Critics also fear that the law will make cautious parents falsely report absent children as missing, clogging up the police department’s missing persons cases. The excess of false cases would obscure the real missing children cases and prevent them from being investigated in those first few crucial hours. Critics claim that the law will be unenforceable and ineffective in its goal of protecting children, merely entrapping innocent parents.

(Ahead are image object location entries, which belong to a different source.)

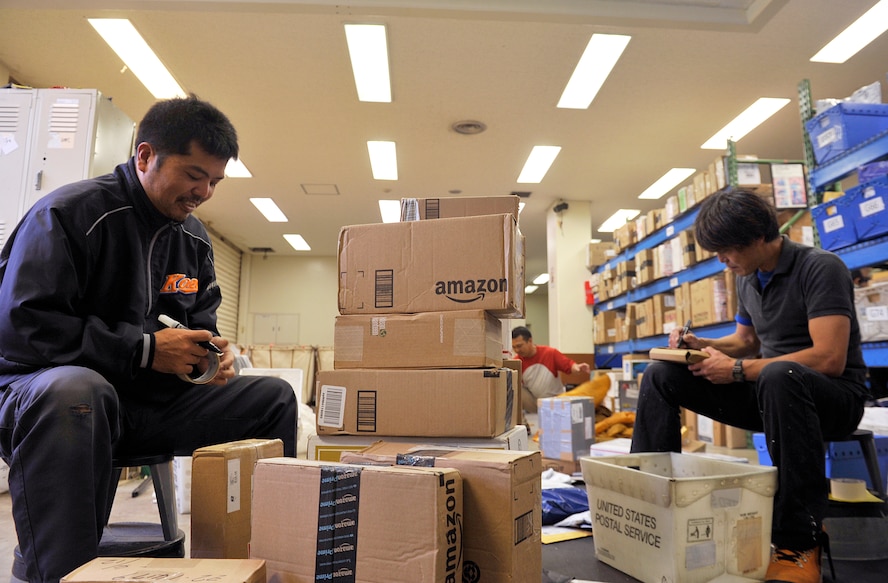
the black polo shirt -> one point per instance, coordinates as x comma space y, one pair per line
807, 283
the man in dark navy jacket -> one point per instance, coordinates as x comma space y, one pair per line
86, 368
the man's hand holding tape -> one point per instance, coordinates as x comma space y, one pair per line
177, 351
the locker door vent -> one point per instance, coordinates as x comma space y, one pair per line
9, 118
63, 117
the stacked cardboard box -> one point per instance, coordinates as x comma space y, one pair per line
418, 345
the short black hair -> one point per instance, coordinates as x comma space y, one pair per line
171, 125
734, 218
522, 331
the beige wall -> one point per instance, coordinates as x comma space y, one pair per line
290, 285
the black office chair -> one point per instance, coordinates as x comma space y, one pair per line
136, 539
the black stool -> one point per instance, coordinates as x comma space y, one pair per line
145, 539
857, 530
136, 539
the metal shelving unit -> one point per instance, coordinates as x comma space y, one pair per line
825, 175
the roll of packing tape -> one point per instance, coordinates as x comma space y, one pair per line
206, 376
850, 490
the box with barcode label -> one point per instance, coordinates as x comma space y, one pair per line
567, 426
503, 505
871, 215
326, 521
871, 303
835, 223
452, 264
463, 339
410, 403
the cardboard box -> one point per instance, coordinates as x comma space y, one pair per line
464, 339
709, 301
114, 569
430, 266
502, 506
462, 206
567, 426
329, 448
411, 403
221, 496
871, 304
318, 521
679, 517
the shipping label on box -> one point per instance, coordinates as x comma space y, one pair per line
681, 517
464, 339
871, 304
429, 266
221, 496
418, 209
315, 521
329, 448
426, 403
112, 569
567, 426
502, 505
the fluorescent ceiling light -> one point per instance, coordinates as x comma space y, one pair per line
297, 242
859, 33
617, 220
236, 169
538, 163
594, 66
667, 182
383, 160
269, 210
129, 45
751, 118
369, 57
390, 211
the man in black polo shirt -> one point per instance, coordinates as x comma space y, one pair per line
792, 368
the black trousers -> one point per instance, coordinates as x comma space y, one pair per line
60, 427
797, 408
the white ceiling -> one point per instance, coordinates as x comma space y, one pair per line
280, 70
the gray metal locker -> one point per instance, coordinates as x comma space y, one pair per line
66, 135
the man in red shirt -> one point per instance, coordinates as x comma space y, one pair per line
540, 366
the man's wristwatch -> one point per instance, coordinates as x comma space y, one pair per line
737, 371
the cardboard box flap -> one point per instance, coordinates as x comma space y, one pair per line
151, 570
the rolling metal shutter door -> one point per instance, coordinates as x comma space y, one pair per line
228, 260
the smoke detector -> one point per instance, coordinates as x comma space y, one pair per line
469, 127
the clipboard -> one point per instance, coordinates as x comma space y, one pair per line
680, 355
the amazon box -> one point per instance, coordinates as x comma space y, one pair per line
316, 521
413, 209
502, 503
432, 266
221, 496
464, 339
424, 403
113, 569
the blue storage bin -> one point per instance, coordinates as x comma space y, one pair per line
870, 212
835, 223
844, 126
843, 458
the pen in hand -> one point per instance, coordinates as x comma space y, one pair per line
170, 323
685, 330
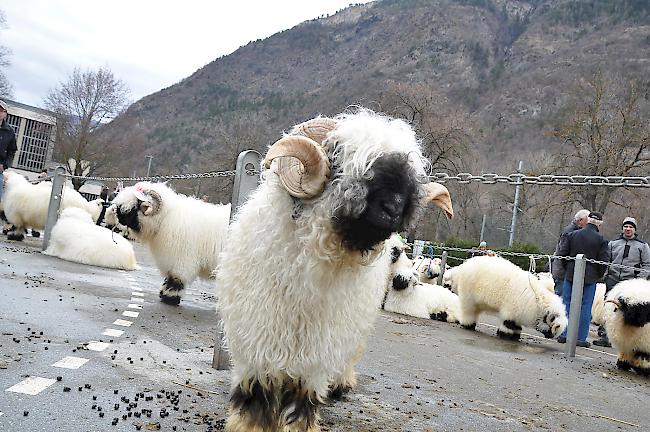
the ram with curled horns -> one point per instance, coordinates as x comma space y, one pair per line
333, 191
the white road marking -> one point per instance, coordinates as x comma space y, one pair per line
113, 332
123, 323
97, 346
70, 362
32, 385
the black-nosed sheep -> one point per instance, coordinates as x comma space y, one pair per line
302, 274
627, 314
494, 284
184, 234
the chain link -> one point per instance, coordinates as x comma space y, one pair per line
210, 174
544, 180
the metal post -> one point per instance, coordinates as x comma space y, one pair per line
483, 228
576, 305
150, 157
246, 181
515, 206
443, 263
55, 203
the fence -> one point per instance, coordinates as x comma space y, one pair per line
246, 176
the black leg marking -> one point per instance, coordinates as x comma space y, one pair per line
170, 293
259, 406
623, 365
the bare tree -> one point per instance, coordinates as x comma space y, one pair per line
82, 104
6, 89
606, 133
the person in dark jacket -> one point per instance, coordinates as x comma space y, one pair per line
7, 143
630, 251
589, 242
579, 221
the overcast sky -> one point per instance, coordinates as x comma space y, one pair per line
148, 44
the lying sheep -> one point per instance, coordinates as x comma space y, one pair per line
302, 274
184, 234
75, 237
26, 204
627, 314
494, 284
406, 295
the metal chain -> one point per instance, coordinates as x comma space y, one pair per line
210, 174
544, 180
534, 256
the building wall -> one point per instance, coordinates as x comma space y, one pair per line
35, 130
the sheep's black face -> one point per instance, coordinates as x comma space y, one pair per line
634, 314
129, 217
375, 207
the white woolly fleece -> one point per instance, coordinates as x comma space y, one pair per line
26, 204
185, 236
75, 237
494, 284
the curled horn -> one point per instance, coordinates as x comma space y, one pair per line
303, 166
439, 195
152, 204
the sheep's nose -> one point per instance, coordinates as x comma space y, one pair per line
393, 205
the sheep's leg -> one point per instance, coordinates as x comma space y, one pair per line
509, 330
16, 233
253, 408
171, 290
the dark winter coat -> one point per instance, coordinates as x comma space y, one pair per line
7, 144
590, 242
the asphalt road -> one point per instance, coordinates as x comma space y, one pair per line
417, 375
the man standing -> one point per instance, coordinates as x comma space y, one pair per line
589, 242
7, 143
630, 251
557, 270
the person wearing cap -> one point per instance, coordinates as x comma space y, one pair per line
579, 221
7, 143
589, 242
630, 251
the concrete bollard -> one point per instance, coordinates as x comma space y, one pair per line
247, 179
576, 305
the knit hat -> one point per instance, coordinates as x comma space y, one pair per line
629, 221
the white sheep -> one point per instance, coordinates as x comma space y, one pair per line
406, 295
627, 314
301, 277
75, 237
183, 234
494, 284
26, 204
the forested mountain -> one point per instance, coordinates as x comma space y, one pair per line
485, 82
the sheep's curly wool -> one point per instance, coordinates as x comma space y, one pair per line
76, 238
184, 234
627, 314
296, 318
494, 284
26, 205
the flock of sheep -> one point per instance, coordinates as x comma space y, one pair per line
309, 260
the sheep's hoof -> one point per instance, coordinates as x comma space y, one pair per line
17, 237
337, 393
623, 365
508, 336
170, 300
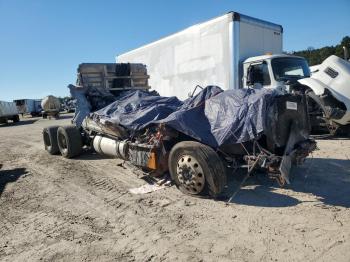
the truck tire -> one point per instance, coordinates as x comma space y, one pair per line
50, 140
69, 141
15, 119
197, 169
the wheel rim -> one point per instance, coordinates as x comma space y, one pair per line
190, 174
47, 140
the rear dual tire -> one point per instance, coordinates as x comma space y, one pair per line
197, 169
66, 140
69, 141
50, 140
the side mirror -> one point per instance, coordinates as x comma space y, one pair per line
250, 76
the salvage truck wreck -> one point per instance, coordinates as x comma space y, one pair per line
198, 141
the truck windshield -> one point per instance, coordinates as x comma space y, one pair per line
289, 68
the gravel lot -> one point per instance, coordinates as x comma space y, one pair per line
80, 209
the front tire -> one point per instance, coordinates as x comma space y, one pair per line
69, 141
197, 169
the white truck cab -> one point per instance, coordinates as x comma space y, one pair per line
274, 71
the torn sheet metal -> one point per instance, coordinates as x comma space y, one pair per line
213, 117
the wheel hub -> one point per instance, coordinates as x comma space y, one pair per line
190, 174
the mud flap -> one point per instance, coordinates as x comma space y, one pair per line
287, 159
285, 168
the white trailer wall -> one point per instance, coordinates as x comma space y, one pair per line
209, 53
199, 55
8, 109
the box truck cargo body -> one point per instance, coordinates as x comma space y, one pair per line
210, 53
8, 111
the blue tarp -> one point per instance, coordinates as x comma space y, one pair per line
214, 117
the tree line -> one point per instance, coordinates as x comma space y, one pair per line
316, 56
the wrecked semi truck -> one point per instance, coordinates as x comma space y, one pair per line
198, 141
8, 111
232, 51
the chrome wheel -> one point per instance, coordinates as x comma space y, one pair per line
190, 174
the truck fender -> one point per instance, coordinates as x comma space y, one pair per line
315, 85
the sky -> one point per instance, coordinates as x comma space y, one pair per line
42, 42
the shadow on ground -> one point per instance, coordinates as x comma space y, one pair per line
327, 179
9, 176
20, 123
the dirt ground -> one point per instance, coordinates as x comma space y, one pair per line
80, 209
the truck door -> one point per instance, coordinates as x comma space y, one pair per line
258, 75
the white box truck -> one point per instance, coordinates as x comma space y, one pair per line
210, 53
8, 111
235, 51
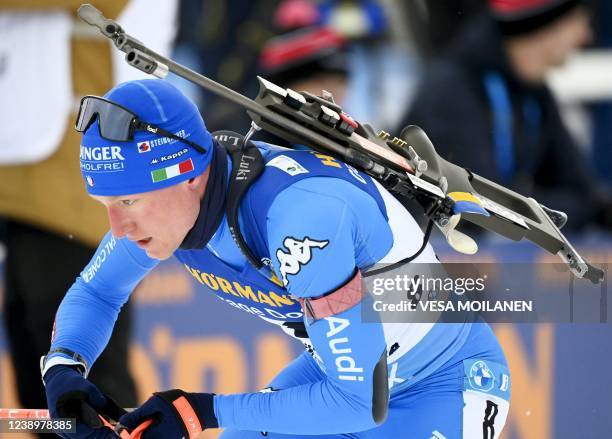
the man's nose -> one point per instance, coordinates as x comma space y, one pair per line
120, 224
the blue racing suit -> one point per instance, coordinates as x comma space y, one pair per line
316, 221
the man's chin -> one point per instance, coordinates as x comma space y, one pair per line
159, 255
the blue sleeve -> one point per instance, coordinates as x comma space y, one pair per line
316, 241
87, 314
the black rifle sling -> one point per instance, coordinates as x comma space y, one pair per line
247, 166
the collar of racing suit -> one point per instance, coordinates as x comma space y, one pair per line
212, 206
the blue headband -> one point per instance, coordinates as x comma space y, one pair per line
151, 161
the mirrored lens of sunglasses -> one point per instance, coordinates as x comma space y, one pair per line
114, 122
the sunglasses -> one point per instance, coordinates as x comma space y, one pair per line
117, 123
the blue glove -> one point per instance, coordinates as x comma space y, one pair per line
175, 414
70, 395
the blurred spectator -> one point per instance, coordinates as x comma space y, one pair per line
602, 111
311, 59
48, 60
485, 105
222, 39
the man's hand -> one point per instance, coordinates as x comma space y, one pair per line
70, 395
175, 414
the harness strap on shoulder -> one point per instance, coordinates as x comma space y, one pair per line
247, 166
335, 302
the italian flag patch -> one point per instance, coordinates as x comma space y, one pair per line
171, 171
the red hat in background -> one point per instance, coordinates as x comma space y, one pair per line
302, 53
524, 16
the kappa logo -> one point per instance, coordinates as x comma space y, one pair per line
300, 254
143, 147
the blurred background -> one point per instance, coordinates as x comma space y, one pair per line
519, 91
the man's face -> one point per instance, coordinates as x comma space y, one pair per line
156, 221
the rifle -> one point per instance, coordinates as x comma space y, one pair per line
407, 166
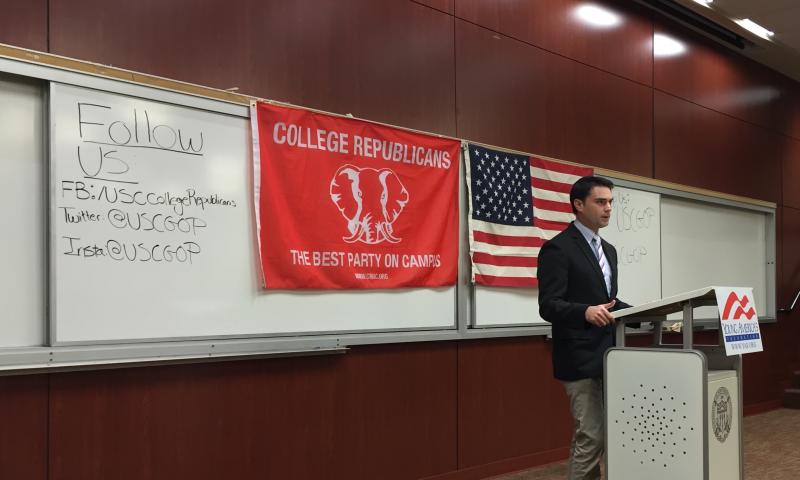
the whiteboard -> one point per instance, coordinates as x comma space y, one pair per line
22, 276
714, 245
666, 244
152, 233
635, 231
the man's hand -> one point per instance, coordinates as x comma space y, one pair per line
599, 315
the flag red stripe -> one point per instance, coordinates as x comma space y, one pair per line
546, 225
551, 205
550, 185
560, 167
507, 240
493, 281
504, 260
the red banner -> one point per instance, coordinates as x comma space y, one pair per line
345, 203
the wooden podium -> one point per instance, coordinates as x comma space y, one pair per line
672, 410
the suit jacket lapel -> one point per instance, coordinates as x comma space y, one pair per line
583, 245
612, 261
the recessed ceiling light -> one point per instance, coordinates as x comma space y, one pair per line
597, 16
666, 46
752, 26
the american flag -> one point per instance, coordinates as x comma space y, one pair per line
516, 203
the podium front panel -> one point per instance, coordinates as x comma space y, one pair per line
655, 414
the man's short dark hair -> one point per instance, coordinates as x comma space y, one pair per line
581, 189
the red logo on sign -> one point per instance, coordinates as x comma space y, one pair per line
740, 304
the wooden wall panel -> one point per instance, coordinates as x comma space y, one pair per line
791, 173
23, 23
385, 61
23, 427
376, 412
717, 78
509, 403
791, 254
446, 6
554, 25
790, 283
699, 147
513, 95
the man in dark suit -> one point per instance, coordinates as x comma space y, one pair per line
577, 292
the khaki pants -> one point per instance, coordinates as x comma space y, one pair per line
586, 451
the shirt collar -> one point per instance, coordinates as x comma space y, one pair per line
587, 233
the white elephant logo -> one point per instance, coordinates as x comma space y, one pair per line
370, 200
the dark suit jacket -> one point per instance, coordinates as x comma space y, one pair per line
570, 280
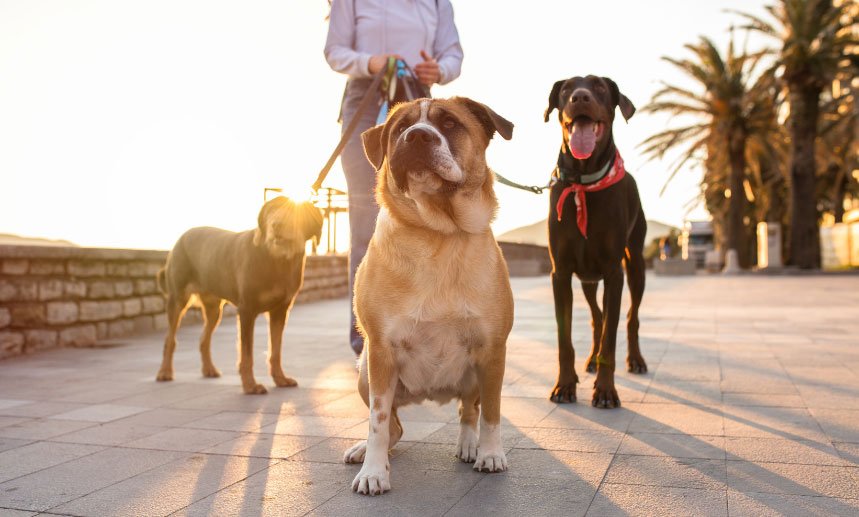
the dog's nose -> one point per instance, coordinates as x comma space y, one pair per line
581, 95
416, 134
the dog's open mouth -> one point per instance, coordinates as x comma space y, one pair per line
584, 134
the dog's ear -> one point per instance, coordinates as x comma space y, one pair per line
553, 99
490, 120
311, 222
627, 109
374, 148
259, 232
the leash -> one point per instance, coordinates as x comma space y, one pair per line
533, 188
396, 70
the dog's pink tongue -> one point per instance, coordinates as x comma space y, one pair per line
582, 139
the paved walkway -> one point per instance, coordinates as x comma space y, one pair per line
751, 407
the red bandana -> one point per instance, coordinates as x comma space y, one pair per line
614, 175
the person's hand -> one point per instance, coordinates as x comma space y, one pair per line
379, 62
428, 72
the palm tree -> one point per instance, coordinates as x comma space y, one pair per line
815, 35
726, 117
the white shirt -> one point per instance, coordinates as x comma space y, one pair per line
359, 29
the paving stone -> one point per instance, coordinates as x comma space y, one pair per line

State Rep. Barbara Norton, D-Shreveport speaks out on House Bill 600, Louisiana’s proposed ‘Caylee’s Law,’ on June 25th
Despite these criticisms, several states have moved ahead with legislation. New Jersey Governor Chris Christie passed a ‘Caylee’s Law’ in January, 2012, making the failure to report a missing child age thirteen or younger after twenty-four hours a fourth-degree felony, punishable by up to eighteen months in prison and fines up to $10,000. Governor Rick Scott of Florida signed House Bill 37 into law in April, another variant of ‘Caylee’s Law.’ This law heightened to felony status the act of misleading a law enforcement official in a missing child case. Louisiana’s version of ‘Caylee’s Law’, House Bill 600, passed in early June, and declares that failure to report a missing child is punishable with up to 50 years in prison and $50,000. Overall, thirty-two states filed some form of legislature in the past year to criminalize the failure to report a missing child.